Equity funds march higher: Morningstar

By Laura Busch | April 5, 2010 | Last updated on April 5, 2010
2 min read

All Canadian equity fund categories posted gains in March, according to preliminary performance data released today by Morningstar Canada.

In March, Canada’s domestic equity funds enjoyed gains for the second consecutive month. But unlike February, investment funds that focus on foreign equities also did well.

As the financial markets continue to inch their way out of the economic recession, gains like these come as welcome relief to many Canadian companies.

“Signs of broad global growth and improvements in the credit market have been particularly beneficial for many smaller-capitalization companies that may not be as well equipped to navigate through challenging economic conditions as some of their larger counterparts,” said Nick Dedes, fund analyst for Morningstar Canada.

The best performing equity fund group in March came from the Morningstar Financial Services Equity Fund Index, which posted a 6.7% gain.
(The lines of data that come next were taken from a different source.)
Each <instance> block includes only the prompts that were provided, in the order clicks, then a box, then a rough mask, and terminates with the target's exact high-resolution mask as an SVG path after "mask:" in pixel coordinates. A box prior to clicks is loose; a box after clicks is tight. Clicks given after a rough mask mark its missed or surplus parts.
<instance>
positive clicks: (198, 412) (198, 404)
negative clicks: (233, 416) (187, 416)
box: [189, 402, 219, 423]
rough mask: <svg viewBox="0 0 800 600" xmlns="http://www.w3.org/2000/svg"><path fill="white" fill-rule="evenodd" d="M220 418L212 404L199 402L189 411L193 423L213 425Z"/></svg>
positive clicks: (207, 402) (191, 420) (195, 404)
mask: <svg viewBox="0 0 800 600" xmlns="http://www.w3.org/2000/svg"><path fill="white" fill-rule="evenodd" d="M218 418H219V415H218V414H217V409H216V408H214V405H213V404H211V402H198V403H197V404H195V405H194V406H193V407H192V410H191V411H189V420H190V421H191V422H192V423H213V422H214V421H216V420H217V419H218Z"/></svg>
This was driven by an increase in overall banking and trading at major Canadian banks.

“The four largest Canadian banks reported generally solid operating earnings, in part owing to strong results in retail banking and trading,” said Dedes. “Strong inflows into domestic long-term funds — particularly balanced funds, which typically have a generous allocation to financials — have also supported the upward trend for stock prices in the sector.”

The second-best performer was the Morningstar Global Small/Mid Cap Equity Fund Index, which boasted a 5.1% return.

The strong gains in the financial sector helped raise returns for the Morningstar Canadian Dividend & Income Equity Fund Index, which gained 4.9%, earning it the title of third-best overall in fund indexes for the month of March.

Foreign equity fund indexes that posted significant gains last month include Emerging Markets Equity, with a 4.5% return; U.S. Small/Mid Cap Equity, with 3.8%; and International Equity, which gained 3.3%.

One sore point for Canadian investors came from the rising Canadian dollar, which gained strength against foreign currencies, wiping out much of the returns from foreign markets. All major global markets gained during March, with the S&P 500, Japan’s Nikkei 225, the U.K.’s FTSE 100 and Germany’s DAX all posting gains between 6% and 10%.

However, it was not all good news for the month of March. Many investors are choosing to move money away from low-risk investments, such as government bonds, into less-stable investments in the hopes of earning higher profits. This has the potential to cause problems in the future.

“Significantly low yields on government debt continue to incite investors to move away from these securities and into riskier assets,” said Dedes. “Also, since interest rates really only have one way to go from here, more rate-sensitive bonds are a less appealing proposition.”

While equity funds were posting positive returns across the board, fund indexes that track fixed income categories suffered losses.

“The worst performer was the Morningstar Global Fixed Income Fund Index, which suffered from both looming interest rate hikes and adverse currency effects,” said Dedes.